DISCUSSION
Developing COVID-19 during the immediate postoperative period,
regardless of the nature of surgery, carries a high mortality and
morbidity related to respiratory complications [2-4].
In emergencies there is no option to wait for the swab results, hence
the surgical indication outweighs the risk of COVID-19. However, in
urgent cases, with margin to wait for the screening results we
encountered a proportion of patients who were COVID-19 positive with
mild or no symptoms.
The ideal convalescence period after having tested positive for COVID-19
is unknown, especially if no symptoms or abnormalities in the chest
imaging. We believe it is important to manage each case individually,
and when time permitting, to wait until negative for COVID-19 testing or
drastically reduced viral load and resolution of the radiological
infiltrates (if any).
Accuracy of the COVID-19 diagnostic tests is still suboptimal, with a
high percentage of false negatives. Furthermore, a positive test does
not necessarily indicate infectious virus particles in a patient with
resolving infection. The Ct value can be seen as a pseudo-measure of the
viral load (the lower the Ct value, the higher the viral concentration)

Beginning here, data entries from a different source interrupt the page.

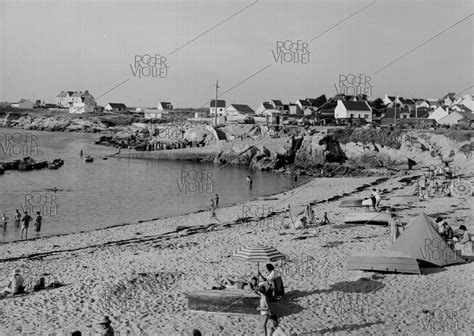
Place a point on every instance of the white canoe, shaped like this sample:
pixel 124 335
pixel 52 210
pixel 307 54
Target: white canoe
pixel 370 217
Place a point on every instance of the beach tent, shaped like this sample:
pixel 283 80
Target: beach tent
pixel 419 244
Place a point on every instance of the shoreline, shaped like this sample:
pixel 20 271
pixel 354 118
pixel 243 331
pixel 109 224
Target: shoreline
pixel 334 198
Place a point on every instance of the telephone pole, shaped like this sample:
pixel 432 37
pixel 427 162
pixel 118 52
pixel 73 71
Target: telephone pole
pixel 215 102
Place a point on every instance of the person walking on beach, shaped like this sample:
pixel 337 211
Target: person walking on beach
pixel 325 219
pixel 213 209
pixel 38 221
pixel 26 222
pixel 295 178
pixel 264 307
pixel 394 231
pixel 107 329
pixel 4 220
pixel 17 219
pixel 249 181
pixel 376 199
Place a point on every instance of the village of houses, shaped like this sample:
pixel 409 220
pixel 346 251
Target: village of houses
pixel 450 110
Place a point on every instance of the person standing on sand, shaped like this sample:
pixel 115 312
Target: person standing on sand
pixel 264 307
pixel 4 220
pixel 249 181
pixel 107 329
pixel 394 232
pixel 38 221
pixel 295 178
pixel 17 219
pixel 26 222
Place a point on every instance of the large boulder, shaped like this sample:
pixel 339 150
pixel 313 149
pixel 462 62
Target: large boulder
pixel 315 151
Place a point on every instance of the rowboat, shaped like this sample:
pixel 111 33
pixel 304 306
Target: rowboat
pixel 368 217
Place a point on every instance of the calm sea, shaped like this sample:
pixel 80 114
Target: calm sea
pixel 114 191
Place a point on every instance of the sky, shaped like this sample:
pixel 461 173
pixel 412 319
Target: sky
pixel 409 48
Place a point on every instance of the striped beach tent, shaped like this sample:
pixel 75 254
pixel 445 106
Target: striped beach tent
pixel 258 254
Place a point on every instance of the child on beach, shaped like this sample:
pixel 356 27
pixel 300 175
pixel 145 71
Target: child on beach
pixel 38 221
pixel 17 219
pixel 107 329
pixel 26 222
pixel 4 220
pixel 264 308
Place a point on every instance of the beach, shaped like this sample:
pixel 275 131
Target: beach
pixel 182 254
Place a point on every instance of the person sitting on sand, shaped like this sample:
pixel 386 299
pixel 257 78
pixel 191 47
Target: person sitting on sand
pixel 16 285
pixel 273 274
pixel 462 235
pixel 107 329
pixel 250 286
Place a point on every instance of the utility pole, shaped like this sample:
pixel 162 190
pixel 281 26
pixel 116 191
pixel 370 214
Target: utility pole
pixel 215 102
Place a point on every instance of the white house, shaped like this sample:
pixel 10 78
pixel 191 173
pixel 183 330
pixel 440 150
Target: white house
pixel 454 117
pixel 448 99
pixel 438 114
pixel 294 109
pixel 346 109
pixel 277 104
pixel 164 106
pixel 23 104
pixel 85 104
pixel 467 102
pixel 201 114
pixel 151 113
pixel 220 107
pixel 303 104
pixel 422 103
pixel 115 107
pixel 265 106
pixel 389 101
pixel 64 98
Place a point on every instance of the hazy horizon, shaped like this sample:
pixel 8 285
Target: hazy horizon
pixel 413 49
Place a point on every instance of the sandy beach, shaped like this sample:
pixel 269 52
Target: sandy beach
pixel 138 274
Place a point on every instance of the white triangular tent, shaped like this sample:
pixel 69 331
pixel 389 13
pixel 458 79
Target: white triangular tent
pixel 419 243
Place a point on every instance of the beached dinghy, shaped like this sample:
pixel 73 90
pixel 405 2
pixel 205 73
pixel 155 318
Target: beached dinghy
pixel 368 217
pixel 88 158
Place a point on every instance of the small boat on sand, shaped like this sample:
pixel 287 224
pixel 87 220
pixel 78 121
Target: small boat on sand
pixel 368 217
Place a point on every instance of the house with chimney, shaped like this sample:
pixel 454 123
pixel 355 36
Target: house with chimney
pixel 238 111
pixel 348 109
pixel 277 104
pixel 82 103
pixel 219 106
pixel 165 106
pixel 64 99
pixel 23 104
pixel 115 107
pixel 303 104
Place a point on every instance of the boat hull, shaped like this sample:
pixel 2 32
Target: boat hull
pixel 370 217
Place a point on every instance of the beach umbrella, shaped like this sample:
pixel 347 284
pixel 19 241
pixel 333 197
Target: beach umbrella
pixel 258 254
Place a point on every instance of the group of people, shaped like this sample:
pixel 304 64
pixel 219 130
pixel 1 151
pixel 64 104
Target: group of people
pixel 270 288
pixel 25 220
pixel 460 235
pixel 308 218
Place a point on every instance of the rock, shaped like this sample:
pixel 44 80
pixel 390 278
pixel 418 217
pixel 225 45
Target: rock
pixel 317 150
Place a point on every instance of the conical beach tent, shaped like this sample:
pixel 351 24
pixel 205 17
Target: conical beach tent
pixel 419 243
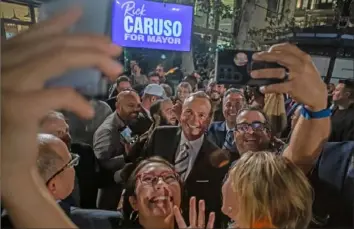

and patients with COVID-19 with Ct above 24-26 could be considered
non-contagious [5].
In our series, all patients who required urgent surgery had Ct values
above that threshold and were probably not infectious but delaying
surgery also allowed resolution of the systemic inflammatory reaction
and thus did not see any postoperative complications.
It might not be necessary to wait until total resolution of radiological
changes or a negative PCR result but further studies on a larger volume
of patients are needed to confirm this.